Oil prices hit six-month highs on Monday on worries about supply outages in Nigeria and Venezuela and as long-time bear Goldman Sachs sounded more positive on the market, although a stockpile build at the U.S. storage hub for crude futures pared gains.
Word that Libya was resuming crude shipments from the port of Hariga after an agreement reached at talks in Vienna between rival oil officials also limited the market’s advance. Exports from the port have been blocked since early this month.
Brent crude futures were up $1.22, or 2.5 percent, at $49.05 per barrel by 12:23 p.m. EDT (1623 GMT). It was just 53 cents short of reaching $50 a barrel at the session high.
U.S. crude’s West Texas Intermediate (WTI) futures rose by $1.44, or 3 percent, to $47.65.
Crude futures have rallied for most of the past two weeks from a combination of non-OPEC supply outages, declining U.S. production and virtually frozen inflows of Canadian crude after wildfires in Alberta’s oil sands region.
Nigeria’s oil output has fallen to its lowest in decades after several acts of sabotage, industry officials and security experts said.
In the Americas, U.S. officials warned they were increasingly concerned by the possibility of an economic and political meltdown in Venezuela amid low oil prices, where crude production has also been falling due to power shortages.
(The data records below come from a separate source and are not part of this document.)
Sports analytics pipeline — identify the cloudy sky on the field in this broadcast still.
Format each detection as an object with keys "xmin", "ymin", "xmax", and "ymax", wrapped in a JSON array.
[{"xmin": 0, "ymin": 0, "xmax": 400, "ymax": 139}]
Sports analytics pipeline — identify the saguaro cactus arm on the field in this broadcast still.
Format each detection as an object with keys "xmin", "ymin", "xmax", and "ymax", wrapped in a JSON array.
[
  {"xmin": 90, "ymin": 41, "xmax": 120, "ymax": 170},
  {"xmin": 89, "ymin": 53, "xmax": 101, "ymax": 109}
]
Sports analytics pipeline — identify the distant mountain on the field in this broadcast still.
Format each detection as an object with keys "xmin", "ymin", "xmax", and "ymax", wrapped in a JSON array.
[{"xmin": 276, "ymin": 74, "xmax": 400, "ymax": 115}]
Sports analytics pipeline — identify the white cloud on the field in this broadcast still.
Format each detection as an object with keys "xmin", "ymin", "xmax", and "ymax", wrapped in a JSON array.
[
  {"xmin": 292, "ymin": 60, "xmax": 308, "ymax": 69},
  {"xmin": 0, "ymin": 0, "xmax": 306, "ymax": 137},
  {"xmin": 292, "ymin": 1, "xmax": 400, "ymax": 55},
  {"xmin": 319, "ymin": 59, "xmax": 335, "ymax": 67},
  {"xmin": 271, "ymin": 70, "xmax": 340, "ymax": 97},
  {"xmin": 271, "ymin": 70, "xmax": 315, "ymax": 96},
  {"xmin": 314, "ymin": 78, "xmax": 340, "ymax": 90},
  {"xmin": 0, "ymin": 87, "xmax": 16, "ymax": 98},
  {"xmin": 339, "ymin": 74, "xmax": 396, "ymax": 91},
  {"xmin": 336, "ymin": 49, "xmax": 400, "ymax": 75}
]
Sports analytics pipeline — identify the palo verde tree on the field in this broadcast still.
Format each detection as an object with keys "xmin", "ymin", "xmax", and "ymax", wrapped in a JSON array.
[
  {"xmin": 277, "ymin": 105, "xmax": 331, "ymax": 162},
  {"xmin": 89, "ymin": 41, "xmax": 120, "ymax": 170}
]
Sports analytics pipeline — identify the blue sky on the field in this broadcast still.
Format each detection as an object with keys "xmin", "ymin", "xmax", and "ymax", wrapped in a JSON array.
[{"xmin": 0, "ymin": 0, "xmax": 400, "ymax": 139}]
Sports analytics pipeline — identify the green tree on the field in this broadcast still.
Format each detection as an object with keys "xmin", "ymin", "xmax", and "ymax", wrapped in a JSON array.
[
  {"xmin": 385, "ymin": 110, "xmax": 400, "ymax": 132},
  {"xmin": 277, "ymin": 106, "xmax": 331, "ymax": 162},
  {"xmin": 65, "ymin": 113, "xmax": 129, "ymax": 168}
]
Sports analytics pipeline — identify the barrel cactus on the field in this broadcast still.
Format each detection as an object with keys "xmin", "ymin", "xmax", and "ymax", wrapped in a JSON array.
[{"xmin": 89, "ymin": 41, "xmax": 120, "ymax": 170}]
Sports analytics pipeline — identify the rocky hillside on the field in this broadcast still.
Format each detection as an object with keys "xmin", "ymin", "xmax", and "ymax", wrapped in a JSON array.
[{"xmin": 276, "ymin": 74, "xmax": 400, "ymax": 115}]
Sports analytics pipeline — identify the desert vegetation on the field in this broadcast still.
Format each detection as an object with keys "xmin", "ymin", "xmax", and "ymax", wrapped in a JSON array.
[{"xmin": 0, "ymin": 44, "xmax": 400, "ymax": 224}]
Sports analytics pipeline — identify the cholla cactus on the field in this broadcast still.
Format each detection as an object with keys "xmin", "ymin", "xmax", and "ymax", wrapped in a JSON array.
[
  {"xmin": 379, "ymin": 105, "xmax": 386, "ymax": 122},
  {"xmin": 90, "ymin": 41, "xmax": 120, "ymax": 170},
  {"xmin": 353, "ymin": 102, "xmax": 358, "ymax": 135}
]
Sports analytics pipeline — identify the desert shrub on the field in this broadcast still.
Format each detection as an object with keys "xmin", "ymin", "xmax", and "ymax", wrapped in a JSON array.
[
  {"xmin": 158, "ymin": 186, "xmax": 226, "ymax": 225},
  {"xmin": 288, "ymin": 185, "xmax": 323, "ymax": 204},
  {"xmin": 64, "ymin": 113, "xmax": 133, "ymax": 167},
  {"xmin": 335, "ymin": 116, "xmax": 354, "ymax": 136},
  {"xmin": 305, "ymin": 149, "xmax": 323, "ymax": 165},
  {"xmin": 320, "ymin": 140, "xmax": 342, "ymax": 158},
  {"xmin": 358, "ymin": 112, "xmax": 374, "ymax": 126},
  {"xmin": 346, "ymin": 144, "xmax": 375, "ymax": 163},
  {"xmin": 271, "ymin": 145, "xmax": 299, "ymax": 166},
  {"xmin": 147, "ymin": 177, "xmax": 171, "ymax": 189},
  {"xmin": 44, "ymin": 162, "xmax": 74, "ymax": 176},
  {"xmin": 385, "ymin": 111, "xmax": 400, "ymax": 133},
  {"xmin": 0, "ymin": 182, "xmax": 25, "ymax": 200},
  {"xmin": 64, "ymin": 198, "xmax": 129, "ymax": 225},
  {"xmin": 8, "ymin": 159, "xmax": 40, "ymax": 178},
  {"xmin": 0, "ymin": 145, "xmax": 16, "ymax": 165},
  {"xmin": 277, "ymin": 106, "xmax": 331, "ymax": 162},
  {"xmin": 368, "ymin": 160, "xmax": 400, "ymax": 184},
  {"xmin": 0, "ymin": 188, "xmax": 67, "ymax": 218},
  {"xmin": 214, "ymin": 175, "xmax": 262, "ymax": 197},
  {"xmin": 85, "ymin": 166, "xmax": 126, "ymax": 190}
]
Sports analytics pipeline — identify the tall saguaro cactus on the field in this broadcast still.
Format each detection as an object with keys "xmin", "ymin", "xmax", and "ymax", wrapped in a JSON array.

The disruptions triggered a U-turn in the outlook for the oil market from Goldman Sachs, which had long warned of global storage hitting capacity and of another oil price crash to as low as $20 per barrel.
“The oil market has gone from nearing storage saturation to being in deficit much earlier than we expected,” Goldman said.
“The market likely shifted into deficit in May … driven by both sustained strong demand as well as sharply declining production,” the investment bank said.
Crude futures, however, pared gains after Genscape’s report of a stockpile build of 694,176 barrels at the Cushing, Oklahoma delivery point for WTI futures, cited by traders.